Both the Jubilee team running round the world pleading for help to make ICC go away, and the NGO-led opposition nourishing on foreign money and agenda to oppose Jubilee every step of the way deserve a bush-full of barbs. “Enough!” I say.

They are fighting a blood sport in which the moral high ground was long since vacated. Ask yourself, what happens if civil society succeeds in isolating the Jubilee government from the international community?

Will that ensure justice for the victims? Wouldn’t their end game merely radicalise Kenya and entrench the impunity they loudly mourn about? And what happens if instead Jubilee succeeds in manipulating the ICC trials through politics, or ignores ICC altogether by default? Will that aid Kenya in the short or long-term?

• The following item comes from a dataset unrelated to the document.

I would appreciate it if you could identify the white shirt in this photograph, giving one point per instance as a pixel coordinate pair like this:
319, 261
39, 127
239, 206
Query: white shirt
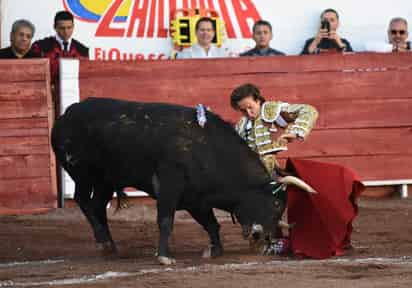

It seems clear that one thing will happen, either way.

Whether Uhuru goes to The Hague or chooses not to, Kenya’s focus on development will suffer for the next four years, maybe ten.

Maybe we all want to get to the 2017 elections thrilling in the Schadenfreude of collective punishment, and the mutual antipathy of “I told you so”. So be it. But if so, the 2017 elections will be a desperate affair with no pleasant choices.